THERE have been so many references to Dwain Chambers's "drugs cocktail" that it is now difficult to think of the British sprinter without conjuring up a mental image of a soigne dude sidling up to the bar and twirling his bow-tie. "Tetrahydrogestrinone, make it a double, with a shot of nandrolone and maybe a dash of that EPO stuff, on the rocks, shaken not stirred."
On Saturday, Chambers' win in the final of the British Olympic trial proved that he was the best British sprinter on current form, with a time of a flat ten seconds that suggested he is the only Briton with a chance, albeit remote, of finishing
on the podium in Beijing next month.
That chance now rests in the unlikely hands of Lord Justice Colin Mackay, who hears Chambers' legal team on Wednesday as they seek to overturn the British Olympic Association by-law that prevents any athlete convicted of a drugs offence from representing their country in the Olympic Games.
There is always something profoundly wrong about sporting issues being decided in the High Court. Regardless of the careers and money involved, the cases always distil down to a squabble about a game, and the High Court should be concerning itself with more pressing issues. When the law can intervene in a sporting body's decision-making process, it also threatens all kinds of absurd precedents.
Depending on your subjective standpoint, the BOA's by-law is either a noble attempt to stick a finger in the crumbling dyke of clean competition for a few more years in some fond preservation of the Olympic ideal, or a piece of hypocritical self-righteousness. Either way it is clearly indicated as one of their criteria for Olympic selection.
Chambers' gang of lawyers is essentially attempting to prove that an individual's right to the glory, publicity and commercial opportunities of an Olympiad outweigh a national body's right to select the team they want to represent Britain. If they are successful, the High Court decision could spill over into other sports, where financial rewards for international exposure are far more significant than in athletics.
Facetious examples are not difficult to envisage. If Kris Boyd scores more goals in the league than Kenny Miller, could he take the SFA to court if it ignores the empirical evidence and leaves him on the bench for a Scotland international? More likely to attract litigation is the once-gentlemanly arena of cricket. The Sandford millions on offer for England players who will be chosen for the Twenty20 match in the West Indies have already skewed the sport's priorities. With vastly more lucrative rewards for a couple of hours' action than for an entire Test series, England players who feel they have been unfairly denied a ticket for the gravy train may not just whinge to the papers, but brief their solicitors.

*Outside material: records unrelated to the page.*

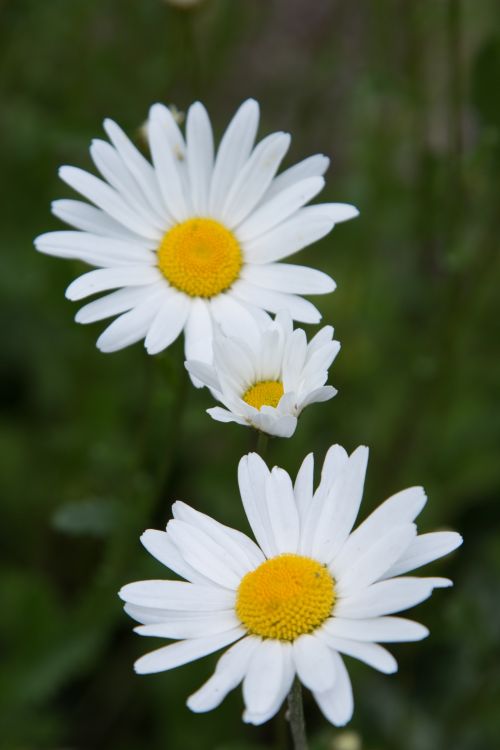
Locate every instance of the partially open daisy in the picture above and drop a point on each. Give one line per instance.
(307, 592)
(194, 237)
(266, 379)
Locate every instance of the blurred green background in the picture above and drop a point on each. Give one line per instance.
(404, 96)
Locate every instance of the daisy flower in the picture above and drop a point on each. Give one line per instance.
(265, 380)
(308, 592)
(195, 236)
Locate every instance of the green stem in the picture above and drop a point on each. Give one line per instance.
(296, 717)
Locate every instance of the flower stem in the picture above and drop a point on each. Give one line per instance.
(296, 717)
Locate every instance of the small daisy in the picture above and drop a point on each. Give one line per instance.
(265, 380)
(193, 238)
(310, 590)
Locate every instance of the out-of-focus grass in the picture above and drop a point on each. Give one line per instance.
(403, 96)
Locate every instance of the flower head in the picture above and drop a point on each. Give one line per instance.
(193, 238)
(265, 379)
(310, 590)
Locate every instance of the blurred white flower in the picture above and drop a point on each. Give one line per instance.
(267, 378)
(310, 590)
(194, 238)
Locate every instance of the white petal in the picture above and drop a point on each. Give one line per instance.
(252, 478)
(183, 652)
(287, 676)
(275, 425)
(229, 672)
(425, 549)
(234, 318)
(340, 508)
(283, 513)
(93, 249)
(339, 212)
(373, 561)
(104, 279)
(177, 595)
(301, 230)
(167, 159)
(168, 322)
(130, 327)
(198, 332)
(385, 598)
(314, 662)
(303, 487)
(113, 304)
(400, 508)
(278, 209)
(318, 396)
(234, 150)
(370, 653)
(376, 629)
(237, 544)
(290, 279)
(264, 678)
(191, 627)
(160, 546)
(254, 178)
(299, 309)
(103, 196)
(200, 156)
(223, 415)
(206, 555)
(313, 166)
(337, 704)
(91, 219)
(206, 374)
(116, 174)
(138, 166)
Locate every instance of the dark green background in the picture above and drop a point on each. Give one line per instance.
(404, 95)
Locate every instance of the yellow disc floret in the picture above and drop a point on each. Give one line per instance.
(285, 597)
(200, 257)
(264, 393)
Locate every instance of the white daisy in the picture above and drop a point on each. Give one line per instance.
(265, 380)
(194, 237)
(310, 590)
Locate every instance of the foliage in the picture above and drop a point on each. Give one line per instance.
(403, 96)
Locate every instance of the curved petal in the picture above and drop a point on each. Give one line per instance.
(263, 683)
(129, 327)
(104, 197)
(161, 547)
(376, 629)
(314, 662)
(113, 304)
(283, 514)
(424, 549)
(279, 208)
(229, 672)
(337, 704)
(254, 178)
(283, 277)
(104, 279)
(234, 150)
(200, 156)
(183, 652)
(168, 322)
(298, 308)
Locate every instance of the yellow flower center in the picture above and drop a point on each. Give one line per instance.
(285, 597)
(200, 257)
(264, 393)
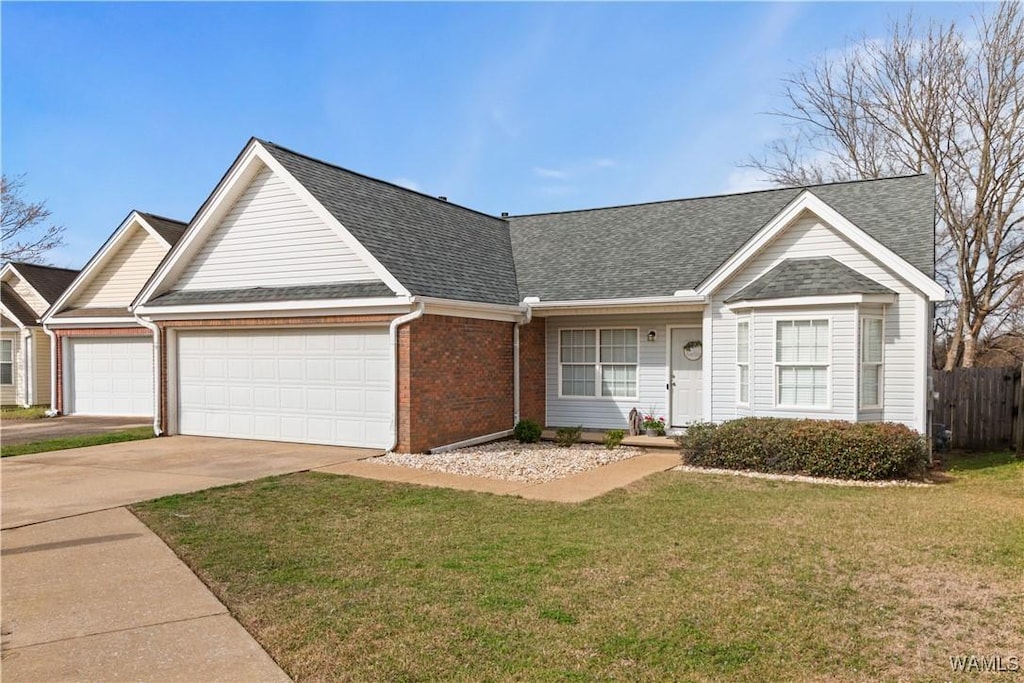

Chambers is pursuing his case in the knowledge that he can hardly be any more unpopular than he already is. Victory on Saturday was greeted with a cry of "you're a cheat Chambers", and although it didn't come from the third-placed runner Craig Pickering, he has already indicated that he shares the sentiment (Pickering would be the one to lose his Olympic place if Chambers is selected). Membership of the Olympic team under those circumstances would be such a bitter inclusion that Chambers would never be forgiven for souring the whole Beijing experience.
There is only one escape route from what looks like a no-win situation for everybody, and it is suitably cynical and far-fetched. If Chambers were to go to the Olympics and win gold, a substantial proportion of the nation, and even some fellow athletes, would forgive and forget. As that would mean defeating Asafa Powell, Tyson Gay and the present world-record phenomenon Usain Bolt, Chambers would need to discover a considerably more powerful cocktail than his last tipple.